What If... the Hulk Visited Zork?

QUESTPROBE #1, Marvel Comics, August 1984
Billed as a Scott Adams/Marvel Comics limited series, Questprobe was meant to go 12 issues over 4 years, but only managed 3. Why? Because it was quintessentially a bad idea, that's why. Scott Adams... Scott Adams... Sound familiar? It should, but this isn't the same guy who's responsible for Dilbert. Crossing Hulk with Office Space might've been something. Not funny, but something. But I won't bash Dilbert here. I think the Internet has got it covered.

In any case, this isn't that Scott Adams. This Scott Adams was a programmer of games in Basic in the late 70s and early 80s. In '84, he took some Marvel-inspired text games he'd made in '78 and updated them with graphics for the likes of the Commodore 64. In the tie-in comic, the featured hero would eventually enter a black portal. If you wanted to know what happened to the character, you'd have to play the game. It's the Matrix franchise at least 15 years before its time.

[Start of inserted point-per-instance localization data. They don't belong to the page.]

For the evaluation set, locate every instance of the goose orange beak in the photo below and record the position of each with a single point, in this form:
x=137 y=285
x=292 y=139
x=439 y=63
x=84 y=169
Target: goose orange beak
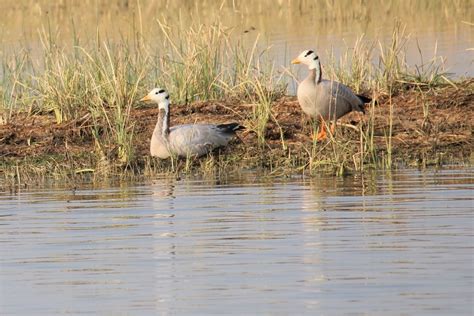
x=145 y=98
x=296 y=61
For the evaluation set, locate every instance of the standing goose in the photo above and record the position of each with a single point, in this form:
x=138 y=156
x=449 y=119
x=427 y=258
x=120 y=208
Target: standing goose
x=325 y=99
x=184 y=140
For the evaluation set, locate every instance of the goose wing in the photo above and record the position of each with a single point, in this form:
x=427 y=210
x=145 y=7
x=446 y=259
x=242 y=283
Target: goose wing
x=346 y=100
x=197 y=139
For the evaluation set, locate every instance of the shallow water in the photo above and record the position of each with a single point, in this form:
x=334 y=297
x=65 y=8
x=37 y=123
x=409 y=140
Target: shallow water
x=383 y=244
x=439 y=28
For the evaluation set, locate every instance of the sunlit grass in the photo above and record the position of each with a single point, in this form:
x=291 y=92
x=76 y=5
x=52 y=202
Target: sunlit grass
x=100 y=82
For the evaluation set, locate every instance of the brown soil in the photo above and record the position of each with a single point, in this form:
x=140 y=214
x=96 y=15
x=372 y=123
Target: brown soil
x=446 y=132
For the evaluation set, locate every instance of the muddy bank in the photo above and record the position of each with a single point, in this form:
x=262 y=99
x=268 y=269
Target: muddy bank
x=426 y=127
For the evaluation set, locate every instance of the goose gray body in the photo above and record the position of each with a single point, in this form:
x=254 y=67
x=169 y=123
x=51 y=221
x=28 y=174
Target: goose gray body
x=185 y=140
x=325 y=99
x=190 y=140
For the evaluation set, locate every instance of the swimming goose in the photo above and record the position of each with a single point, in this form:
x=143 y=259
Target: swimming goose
x=325 y=99
x=184 y=140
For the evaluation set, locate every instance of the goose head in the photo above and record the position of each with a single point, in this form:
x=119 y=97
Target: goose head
x=307 y=57
x=159 y=96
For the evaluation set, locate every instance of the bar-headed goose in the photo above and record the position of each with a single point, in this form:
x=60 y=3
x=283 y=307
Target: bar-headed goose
x=325 y=99
x=184 y=140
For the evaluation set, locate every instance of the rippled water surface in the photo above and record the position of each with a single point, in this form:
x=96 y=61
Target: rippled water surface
x=383 y=244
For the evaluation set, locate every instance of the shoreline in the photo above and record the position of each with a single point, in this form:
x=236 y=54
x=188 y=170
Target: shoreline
x=410 y=128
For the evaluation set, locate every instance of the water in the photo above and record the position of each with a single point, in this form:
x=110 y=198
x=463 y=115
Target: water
x=383 y=244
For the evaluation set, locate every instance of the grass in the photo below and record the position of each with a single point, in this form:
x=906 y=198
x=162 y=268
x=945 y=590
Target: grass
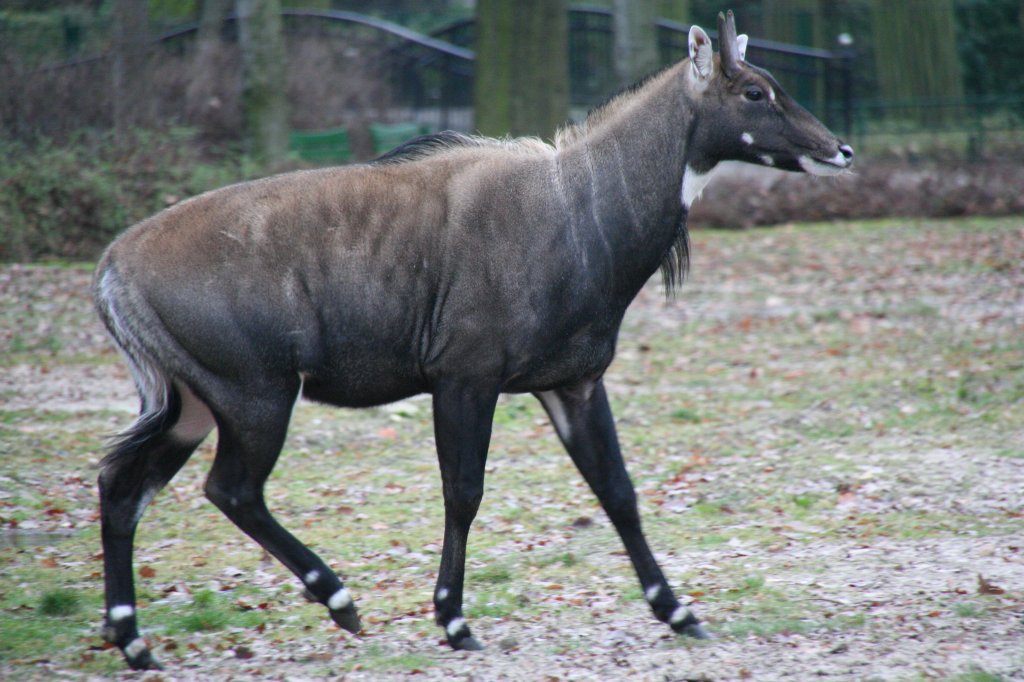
x=812 y=394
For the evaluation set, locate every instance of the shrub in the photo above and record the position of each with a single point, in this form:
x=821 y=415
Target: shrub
x=68 y=201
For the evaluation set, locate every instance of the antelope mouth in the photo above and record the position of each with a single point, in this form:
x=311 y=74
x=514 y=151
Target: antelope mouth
x=834 y=165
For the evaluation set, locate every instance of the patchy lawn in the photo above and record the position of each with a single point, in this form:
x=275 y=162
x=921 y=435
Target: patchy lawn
x=825 y=428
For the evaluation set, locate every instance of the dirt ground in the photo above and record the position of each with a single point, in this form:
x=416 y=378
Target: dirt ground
x=825 y=427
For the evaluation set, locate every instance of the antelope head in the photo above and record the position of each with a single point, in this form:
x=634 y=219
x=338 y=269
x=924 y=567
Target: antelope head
x=745 y=115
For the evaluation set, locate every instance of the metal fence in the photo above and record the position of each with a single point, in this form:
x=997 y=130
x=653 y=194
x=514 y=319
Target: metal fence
x=430 y=78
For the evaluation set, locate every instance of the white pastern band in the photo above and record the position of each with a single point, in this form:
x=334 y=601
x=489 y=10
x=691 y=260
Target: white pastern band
x=120 y=612
x=455 y=626
x=339 y=599
x=135 y=647
x=678 y=615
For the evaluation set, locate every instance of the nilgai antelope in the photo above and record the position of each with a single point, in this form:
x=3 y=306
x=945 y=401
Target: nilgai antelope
x=460 y=266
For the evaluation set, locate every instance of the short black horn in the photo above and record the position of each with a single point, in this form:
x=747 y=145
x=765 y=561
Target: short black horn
x=727 y=43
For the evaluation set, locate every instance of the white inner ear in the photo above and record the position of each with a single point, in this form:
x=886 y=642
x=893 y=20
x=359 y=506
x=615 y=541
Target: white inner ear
x=741 y=46
x=700 y=52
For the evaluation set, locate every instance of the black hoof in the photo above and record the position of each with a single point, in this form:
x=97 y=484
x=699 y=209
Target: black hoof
x=695 y=631
x=347 y=619
x=468 y=643
x=143 y=661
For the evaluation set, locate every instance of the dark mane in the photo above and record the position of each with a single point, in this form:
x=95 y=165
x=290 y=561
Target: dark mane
x=676 y=263
x=427 y=145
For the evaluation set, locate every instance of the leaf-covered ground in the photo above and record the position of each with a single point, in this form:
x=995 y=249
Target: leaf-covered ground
x=825 y=428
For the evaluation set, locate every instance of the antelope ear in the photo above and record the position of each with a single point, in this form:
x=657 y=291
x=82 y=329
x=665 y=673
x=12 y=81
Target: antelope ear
x=741 y=46
x=700 y=53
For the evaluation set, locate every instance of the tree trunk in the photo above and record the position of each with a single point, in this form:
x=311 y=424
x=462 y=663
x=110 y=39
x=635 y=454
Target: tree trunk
x=132 y=103
x=521 y=83
x=204 y=104
x=798 y=23
x=264 y=107
x=915 y=53
x=635 y=39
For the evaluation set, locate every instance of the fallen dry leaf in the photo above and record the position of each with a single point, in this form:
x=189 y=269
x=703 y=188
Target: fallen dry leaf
x=984 y=587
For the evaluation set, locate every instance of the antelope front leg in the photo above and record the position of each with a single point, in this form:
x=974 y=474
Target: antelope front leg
x=584 y=422
x=462 y=429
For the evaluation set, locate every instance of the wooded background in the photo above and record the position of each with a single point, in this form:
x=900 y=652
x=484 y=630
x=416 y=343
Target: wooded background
x=907 y=51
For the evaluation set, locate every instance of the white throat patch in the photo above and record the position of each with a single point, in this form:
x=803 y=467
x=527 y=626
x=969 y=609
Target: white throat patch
x=693 y=184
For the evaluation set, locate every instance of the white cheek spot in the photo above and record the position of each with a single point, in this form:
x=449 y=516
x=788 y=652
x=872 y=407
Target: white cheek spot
x=120 y=612
x=693 y=184
x=679 y=614
x=135 y=647
x=339 y=599
x=455 y=626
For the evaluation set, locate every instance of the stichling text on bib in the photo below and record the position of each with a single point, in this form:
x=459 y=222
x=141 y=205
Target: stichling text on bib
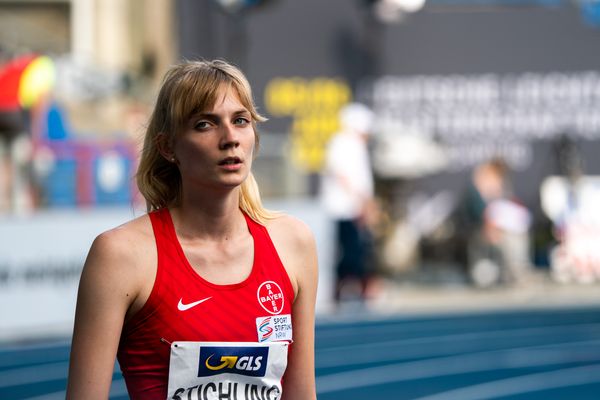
x=226 y=370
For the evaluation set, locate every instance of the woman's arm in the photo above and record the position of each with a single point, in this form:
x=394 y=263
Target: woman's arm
x=296 y=247
x=106 y=290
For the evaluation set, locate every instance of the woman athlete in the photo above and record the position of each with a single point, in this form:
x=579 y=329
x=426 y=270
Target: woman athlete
x=209 y=295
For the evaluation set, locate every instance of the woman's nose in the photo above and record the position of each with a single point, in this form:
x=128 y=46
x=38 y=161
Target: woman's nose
x=229 y=137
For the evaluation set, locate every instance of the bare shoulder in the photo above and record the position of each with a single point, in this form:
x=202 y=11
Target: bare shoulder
x=291 y=231
x=121 y=257
x=295 y=244
x=126 y=242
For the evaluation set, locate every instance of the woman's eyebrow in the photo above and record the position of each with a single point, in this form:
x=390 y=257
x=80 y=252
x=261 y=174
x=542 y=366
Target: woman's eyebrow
x=211 y=115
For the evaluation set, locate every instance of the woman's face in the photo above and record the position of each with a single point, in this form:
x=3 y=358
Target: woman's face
x=215 y=148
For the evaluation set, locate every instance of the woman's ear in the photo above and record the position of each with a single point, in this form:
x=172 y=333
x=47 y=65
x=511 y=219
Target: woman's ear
x=164 y=147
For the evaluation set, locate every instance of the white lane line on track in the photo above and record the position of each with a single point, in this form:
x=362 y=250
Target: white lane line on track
x=34 y=374
x=332 y=322
x=444 y=366
x=345 y=355
x=360 y=331
x=561 y=378
x=34 y=346
x=117 y=389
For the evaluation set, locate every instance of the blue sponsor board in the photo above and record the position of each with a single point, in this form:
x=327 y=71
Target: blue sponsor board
x=248 y=361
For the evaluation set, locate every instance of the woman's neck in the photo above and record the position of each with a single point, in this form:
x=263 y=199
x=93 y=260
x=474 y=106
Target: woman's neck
x=211 y=217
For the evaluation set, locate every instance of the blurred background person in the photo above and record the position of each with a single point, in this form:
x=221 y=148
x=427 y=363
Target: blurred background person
x=348 y=196
x=497 y=227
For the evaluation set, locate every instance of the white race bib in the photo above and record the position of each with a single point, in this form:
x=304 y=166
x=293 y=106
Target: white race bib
x=226 y=370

Have you spotted the problem? It's a text-based adventure game. The first of which stars the Hulk. The HULK. Clearly, they went with Marvel's best and brightest puzzle-solver. I hope there's a lot of smashing to be done! Let me tell you, I've played the game on my old C64, and there isn't. There are, however, obtuse puzzles like this one:
The same objects recur in the game, and no, I have no idea what to with them. The egg smashes itself!

The plot of the comic revolves around a pacifist alien race confronted with its own doom when a "black fleet" approaches. Only one of them does something about it by heading to Earth to copy our heroes' powers. I kinda like the guy's look:
Man, that's a 'fro made of light! Writer Bill Mantlo strikes again! He's not as interesting with a helmet as the Chief Examiner though (a name he seems to have picked off tabloids in the grocery store checkout line). He finds the Hulk rampaging through the Grand Canyon and tries to make him jump into the portal. Since he seems to have control over the damn thing, I don't know why it just doesn't fly straight at the green goliath, but there you go.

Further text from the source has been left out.